Michael Martin, the Speaker, has sanctioned the expenditure at least £200,000 of taxpayer’s money preventing the public from finding out how public money is spent. Even now, we must wait until the Autumn for a full breakdown of individual claims and receipts for all MPs’ allowances.MPs seem to live in a different world to the rest of us. Where the director of a business must declare his home address in Companies House, MPs believe theirs should be kept secret. Where the Inland Revenue requires employees to provide receipts for all claims and keep those records for six years, MPs don’t have to produce receipts for any claims under £250. While MPs have passed new laws that demand not just our addresses but our health records, emails, phone messages and DNA, they have the gall to demand secrecy for how they spend public money. …

On Friday, we found out what they were so desperate to hide. Tony Blair and his successor Gordon Brown spent almost £15,000 of taxpayers’ money between them getting new kitchens while Barbara Follett, the wife of millionaire novelist Ken Follett, claimed more than £1,600 for window cleaning at her London home at £94-a-pop. Blair was once threatened with debt collectors for failing to pay his water bill while Margaret Beckett put through a claim for nearly £2000 for her garden in Derby while living in a taxpayer-funded flat at Admiralty House, London. …

It is shaming that in the ‘mother of parliaments’ I had to fight so long for so basic a level of accountability. If MPs were smart, they would realise that being open with citizens is the best way of re-establishing trust in Parliament. It is also the best way of ensuring those going into politics do so because they actually want to serve the public rather than as a means to plunder the state for its resources and privileges.

The battle is far from over. The Commons continues to refuse my other FOI requests for a full breakdown of MPs Incidental Expenses and the names and salaries of MPs’ staff. Bob Russell, a Conservative MP [um no, he’s a Lib Dem!], was last week so incensed by the High Court’s ruling that he tabled an early day motion [EDM 1623] demanding the addresses of all judges to be published.

Jon Ungoed-Thomas and Steven Swinford in the Times:

In an imposing residential block with its own swimming pool, gym complex and 24-hour concierge is a flat that has earned some notoriety in Westminster.

To date, Ann Keen, the health minister, and her husband Alan, who is also an MP, have used two mortgages and more than £100,000 of public funds to help pay for it.

The flat on the south bank of the Thames is just a short stroll from the Houses of Parliament and was bought by the Keens — dubbed “Mr and Mrs Expenses” by Westminister wags — for £500,000.

The couple funded its purchase in May 2002 with a mortgage on the flat and an additional loan on their family home in Brentford, west London. They then claimed the interest payments for both mortgages back on parliamentary expenses. …

So of course the Commons is going to change the system, make it easier to understand and manage, and MPs more accountable, isn’t it? Is it @&$£!

MPs hope to stop details of their expense claims being made public by changing the system so that they do not have to submit receipts.

Days after the High Court ordered the publication of every receipt submitted by MPs, a committee reviewing parliamentary expenses is proposing that they should be able to claim the full £23,000 second-home allowance automatically as an annual “block grant”.

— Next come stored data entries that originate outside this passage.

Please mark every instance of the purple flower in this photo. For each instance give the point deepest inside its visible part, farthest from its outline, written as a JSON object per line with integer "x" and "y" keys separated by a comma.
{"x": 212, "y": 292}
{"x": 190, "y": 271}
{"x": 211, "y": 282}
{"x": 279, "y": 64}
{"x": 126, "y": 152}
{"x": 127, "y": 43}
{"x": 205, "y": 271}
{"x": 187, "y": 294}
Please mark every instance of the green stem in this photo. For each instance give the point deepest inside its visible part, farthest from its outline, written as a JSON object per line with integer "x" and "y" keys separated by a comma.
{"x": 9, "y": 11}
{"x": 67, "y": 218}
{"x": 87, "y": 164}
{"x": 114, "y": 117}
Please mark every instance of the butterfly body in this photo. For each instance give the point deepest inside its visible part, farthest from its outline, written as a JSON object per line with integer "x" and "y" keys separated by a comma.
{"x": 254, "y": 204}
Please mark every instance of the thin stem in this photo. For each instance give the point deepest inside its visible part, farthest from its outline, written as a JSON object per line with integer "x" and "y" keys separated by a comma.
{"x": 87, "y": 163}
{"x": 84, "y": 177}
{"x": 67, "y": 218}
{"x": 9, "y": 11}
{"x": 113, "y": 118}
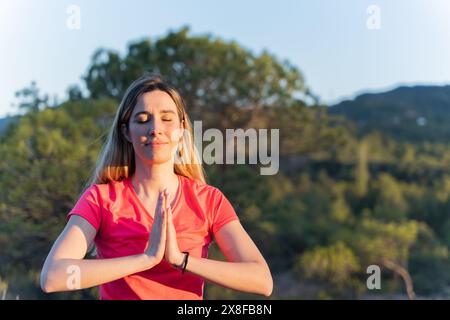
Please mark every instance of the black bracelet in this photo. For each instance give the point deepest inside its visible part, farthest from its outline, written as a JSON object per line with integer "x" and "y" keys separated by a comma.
{"x": 185, "y": 261}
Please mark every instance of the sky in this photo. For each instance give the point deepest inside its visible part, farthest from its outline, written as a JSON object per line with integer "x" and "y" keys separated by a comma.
{"x": 342, "y": 47}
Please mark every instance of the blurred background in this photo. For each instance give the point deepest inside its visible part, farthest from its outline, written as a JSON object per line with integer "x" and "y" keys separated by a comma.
{"x": 360, "y": 91}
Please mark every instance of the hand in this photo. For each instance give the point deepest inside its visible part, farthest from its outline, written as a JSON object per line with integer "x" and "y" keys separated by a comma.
{"x": 158, "y": 235}
{"x": 172, "y": 253}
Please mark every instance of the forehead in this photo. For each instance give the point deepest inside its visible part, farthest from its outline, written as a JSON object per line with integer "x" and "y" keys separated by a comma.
{"x": 154, "y": 101}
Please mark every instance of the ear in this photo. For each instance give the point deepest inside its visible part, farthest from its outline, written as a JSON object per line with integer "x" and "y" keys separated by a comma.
{"x": 124, "y": 129}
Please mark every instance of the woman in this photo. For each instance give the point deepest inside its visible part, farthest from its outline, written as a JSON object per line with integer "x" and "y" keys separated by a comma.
{"x": 151, "y": 214}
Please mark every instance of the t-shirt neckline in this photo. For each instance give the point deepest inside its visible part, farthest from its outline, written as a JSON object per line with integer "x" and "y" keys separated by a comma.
{"x": 175, "y": 201}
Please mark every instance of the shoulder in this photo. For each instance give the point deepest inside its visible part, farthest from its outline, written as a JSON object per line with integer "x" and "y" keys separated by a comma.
{"x": 103, "y": 191}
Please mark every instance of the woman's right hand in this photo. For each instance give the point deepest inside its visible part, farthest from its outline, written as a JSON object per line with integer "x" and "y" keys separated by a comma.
{"x": 157, "y": 241}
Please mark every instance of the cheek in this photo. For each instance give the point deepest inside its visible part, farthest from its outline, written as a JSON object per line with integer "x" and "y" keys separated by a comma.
{"x": 137, "y": 132}
{"x": 176, "y": 134}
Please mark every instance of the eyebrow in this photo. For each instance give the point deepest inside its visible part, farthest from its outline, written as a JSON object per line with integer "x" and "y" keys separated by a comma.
{"x": 149, "y": 114}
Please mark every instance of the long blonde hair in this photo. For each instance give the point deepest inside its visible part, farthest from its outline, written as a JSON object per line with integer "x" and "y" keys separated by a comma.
{"x": 117, "y": 160}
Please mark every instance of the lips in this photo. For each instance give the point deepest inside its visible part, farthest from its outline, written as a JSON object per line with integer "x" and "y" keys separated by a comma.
{"x": 156, "y": 143}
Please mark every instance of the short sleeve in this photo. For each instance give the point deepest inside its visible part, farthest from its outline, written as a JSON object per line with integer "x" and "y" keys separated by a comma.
{"x": 88, "y": 207}
{"x": 223, "y": 212}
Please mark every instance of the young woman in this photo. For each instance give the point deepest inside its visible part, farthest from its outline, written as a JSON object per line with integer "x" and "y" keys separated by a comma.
{"x": 151, "y": 214}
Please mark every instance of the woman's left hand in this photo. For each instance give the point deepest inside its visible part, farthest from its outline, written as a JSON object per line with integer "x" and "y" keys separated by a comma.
{"x": 172, "y": 254}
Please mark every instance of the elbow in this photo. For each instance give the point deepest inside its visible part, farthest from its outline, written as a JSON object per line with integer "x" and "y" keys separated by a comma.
{"x": 267, "y": 285}
{"x": 268, "y": 288}
{"x": 46, "y": 283}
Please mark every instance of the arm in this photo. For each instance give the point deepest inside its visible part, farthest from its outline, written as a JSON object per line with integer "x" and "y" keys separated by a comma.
{"x": 246, "y": 270}
{"x": 65, "y": 259}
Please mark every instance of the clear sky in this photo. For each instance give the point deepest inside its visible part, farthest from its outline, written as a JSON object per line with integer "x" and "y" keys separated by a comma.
{"x": 328, "y": 40}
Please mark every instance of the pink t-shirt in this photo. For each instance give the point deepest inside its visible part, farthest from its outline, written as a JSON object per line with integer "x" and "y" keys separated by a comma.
{"x": 123, "y": 226}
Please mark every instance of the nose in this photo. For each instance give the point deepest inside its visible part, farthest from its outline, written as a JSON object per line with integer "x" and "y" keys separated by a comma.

This would end the principle whereby MPs are compensated only for “costs incurred” and give nearly 250 MPs who claim less than £23,000 a substantial tax-free income boost. …

Entirely the media’s fault that trust in politicians is low though, isn’t it?!

MPs seem to live in a different world to the rest of us.


But they aren’t all the same:

The changes are likely to run into trouble with the Committee on Standards in Public Life, which said: “The system for claiming costs incurred by Members of Parliament should be based on the reimbursement of actual expenses, not on entitlement to ‘allowances’. Members of Parliament should be as open and transparent as possible about their expenditure and the claims they make on public funds.”